Sleeping on duty can jeopardize your professional standing

If someone complains about you on the grounds of gross negligence or incompetence, the BRN may review patient records, interview colleagues and potentially request a written explanation from you. The potential consequences of a BRN investigation include:

  • Disciplinary action by your employer: This could include verbal warning and suspension or termination.
  • A citation from the BRN: This can appear on your public license record, potentially impacting future employment opportunities.
  • Probation or license suspension: In severe cases, the BRN may impose probationary conditions on your license or even suspend it temporarily or permanently.

The severity of the penalty varies from case to case.
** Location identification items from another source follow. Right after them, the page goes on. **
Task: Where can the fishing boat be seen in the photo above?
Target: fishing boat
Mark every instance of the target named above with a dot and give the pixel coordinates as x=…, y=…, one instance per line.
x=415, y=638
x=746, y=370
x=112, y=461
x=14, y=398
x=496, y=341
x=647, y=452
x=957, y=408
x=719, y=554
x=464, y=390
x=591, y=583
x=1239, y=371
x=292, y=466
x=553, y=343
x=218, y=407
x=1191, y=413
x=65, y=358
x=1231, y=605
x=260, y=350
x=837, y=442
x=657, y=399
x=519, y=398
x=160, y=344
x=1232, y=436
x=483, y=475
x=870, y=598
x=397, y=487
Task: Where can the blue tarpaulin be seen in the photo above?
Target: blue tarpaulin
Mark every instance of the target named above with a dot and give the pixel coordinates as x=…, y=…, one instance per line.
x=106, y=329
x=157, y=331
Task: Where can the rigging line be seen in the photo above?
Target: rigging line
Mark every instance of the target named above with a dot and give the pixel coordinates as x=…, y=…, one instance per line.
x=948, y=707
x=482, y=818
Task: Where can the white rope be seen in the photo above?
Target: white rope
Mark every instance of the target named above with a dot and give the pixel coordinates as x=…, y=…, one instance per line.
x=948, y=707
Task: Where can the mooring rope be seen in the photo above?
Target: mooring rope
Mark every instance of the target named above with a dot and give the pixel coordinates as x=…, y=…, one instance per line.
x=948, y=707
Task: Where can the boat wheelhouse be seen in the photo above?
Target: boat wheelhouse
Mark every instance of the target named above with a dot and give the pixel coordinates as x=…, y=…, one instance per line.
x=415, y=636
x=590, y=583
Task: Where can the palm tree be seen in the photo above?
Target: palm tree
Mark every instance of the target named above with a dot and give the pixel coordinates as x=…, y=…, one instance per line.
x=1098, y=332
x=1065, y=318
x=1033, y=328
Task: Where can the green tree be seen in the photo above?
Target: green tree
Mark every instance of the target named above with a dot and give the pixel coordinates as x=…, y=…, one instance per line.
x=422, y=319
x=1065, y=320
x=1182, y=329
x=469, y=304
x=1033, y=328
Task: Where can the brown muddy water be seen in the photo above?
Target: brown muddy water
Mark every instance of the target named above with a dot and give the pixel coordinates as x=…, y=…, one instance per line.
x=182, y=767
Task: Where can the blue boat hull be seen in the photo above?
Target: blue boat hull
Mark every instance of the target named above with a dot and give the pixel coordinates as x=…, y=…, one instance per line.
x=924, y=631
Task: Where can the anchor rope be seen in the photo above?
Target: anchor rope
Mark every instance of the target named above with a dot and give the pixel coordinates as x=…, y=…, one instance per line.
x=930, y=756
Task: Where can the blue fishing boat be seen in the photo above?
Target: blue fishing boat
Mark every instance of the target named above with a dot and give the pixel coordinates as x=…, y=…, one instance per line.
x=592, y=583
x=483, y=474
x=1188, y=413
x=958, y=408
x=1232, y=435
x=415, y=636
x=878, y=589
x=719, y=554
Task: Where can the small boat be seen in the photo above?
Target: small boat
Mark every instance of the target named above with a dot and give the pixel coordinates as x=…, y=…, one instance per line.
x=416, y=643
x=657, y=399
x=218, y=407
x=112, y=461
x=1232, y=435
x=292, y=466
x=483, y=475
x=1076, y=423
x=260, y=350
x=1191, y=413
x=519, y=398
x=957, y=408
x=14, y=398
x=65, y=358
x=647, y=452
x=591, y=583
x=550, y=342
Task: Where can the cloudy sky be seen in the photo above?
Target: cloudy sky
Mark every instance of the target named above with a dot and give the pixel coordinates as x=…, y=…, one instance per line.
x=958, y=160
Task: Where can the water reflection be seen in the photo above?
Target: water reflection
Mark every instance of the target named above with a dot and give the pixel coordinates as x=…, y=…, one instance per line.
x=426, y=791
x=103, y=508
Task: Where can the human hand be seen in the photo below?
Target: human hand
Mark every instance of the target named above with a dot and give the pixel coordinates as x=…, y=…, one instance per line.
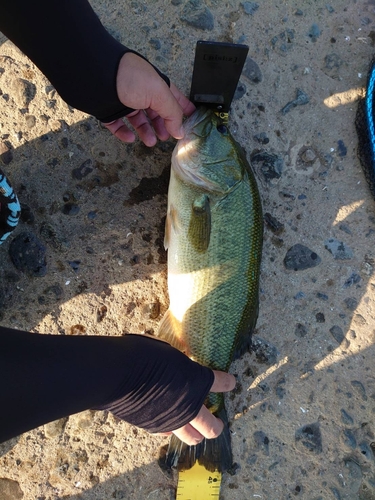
x=159, y=109
x=205, y=424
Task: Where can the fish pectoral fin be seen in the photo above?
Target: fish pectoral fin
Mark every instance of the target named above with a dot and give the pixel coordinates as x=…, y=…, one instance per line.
x=199, y=232
x=170, y=331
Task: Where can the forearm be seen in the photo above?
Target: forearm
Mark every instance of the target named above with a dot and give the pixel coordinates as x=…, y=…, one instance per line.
x=46, y=377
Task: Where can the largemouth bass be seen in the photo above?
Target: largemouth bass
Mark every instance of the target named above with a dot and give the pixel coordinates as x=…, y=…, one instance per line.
x=214, y=239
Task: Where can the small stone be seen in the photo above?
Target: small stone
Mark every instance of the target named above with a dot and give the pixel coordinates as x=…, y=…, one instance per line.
x=346, y=418
x=351, y=303
x=28, y=254
x=70, y=209
x=314, y=32
x=264, y=351
x=338, y=334
x=338, y=249
x=23, y=92
x=349, y=439
x=320, y=318
x=55, y=428
x=270, y=165
x=252, y=71
x=283, y=42
x=360, y=388
x=342, y=150
x=332, y=64
x=152, y=310
x=261, y=138
x=299, y=258
x=155, y=44
x=310, y=437
x=9, y=489
x=273, y=224
x=366, y=451
x=261, y=442
x=83, y=170
x=197, y=15
x=353, y=279
x=250, y=7
x=6, y=154
x=301, y=99
x=300, y=330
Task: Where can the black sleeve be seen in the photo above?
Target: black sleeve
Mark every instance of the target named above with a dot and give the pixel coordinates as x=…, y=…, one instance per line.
x=68, y=43
x=140, y=379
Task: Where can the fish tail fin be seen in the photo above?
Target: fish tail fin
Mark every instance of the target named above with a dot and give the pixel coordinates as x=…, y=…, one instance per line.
x=213, y=454
x=169, y=330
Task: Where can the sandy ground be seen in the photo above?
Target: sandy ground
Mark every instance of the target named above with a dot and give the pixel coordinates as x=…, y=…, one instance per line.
x=302, y=421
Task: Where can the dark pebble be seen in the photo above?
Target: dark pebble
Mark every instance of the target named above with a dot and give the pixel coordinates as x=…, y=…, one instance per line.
x=261, y=138
x=155, y=43
x=264, y=351
x=320, y=318
x=252, y=71
x=351, y=303
x=336, y=493
x=250, y=7
x=92, y=215
x=344, y=227
x=332, y=64
x=27, y=215
x=197, y=15
x=360, y=388
x=338, y=249
x=349, y=439
x=283, y=42
x=240, y=91
x=314, y=32
x=273, y=224
x=300, y=330
x=353, y=279
x=82, y=171
x=28, y=254
x=366, y=451
x=341, y=148
x=338, y=334
x=270, y=165
x=301, y=99
x=310, y=437
x=280, y=388
x=299, y=258
x=70, y=209
x=261, y=442
x=346, y=418
x=74, y=264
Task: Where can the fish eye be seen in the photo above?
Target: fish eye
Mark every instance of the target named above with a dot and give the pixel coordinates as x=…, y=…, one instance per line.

Penalties may be more severe if you sleep through a critical patient event, a patient suffers from harm during that period and has a history of similar incidents.

Caring for yourself means protecting your license

If you face such accusations, seeking legal counsel can help protect your nursing license and career. Many license revocations by the BRN involves nurses who opt to represent themselves.

More importantly, while you are primarily responsible to your patients, do not forget to take care of yourself. If you feel overtired, you can ask for a reassignment of additional breaks. Aim to maintain a regular sleep schedule outside of work. Caring for yourself means protecting your license, after all.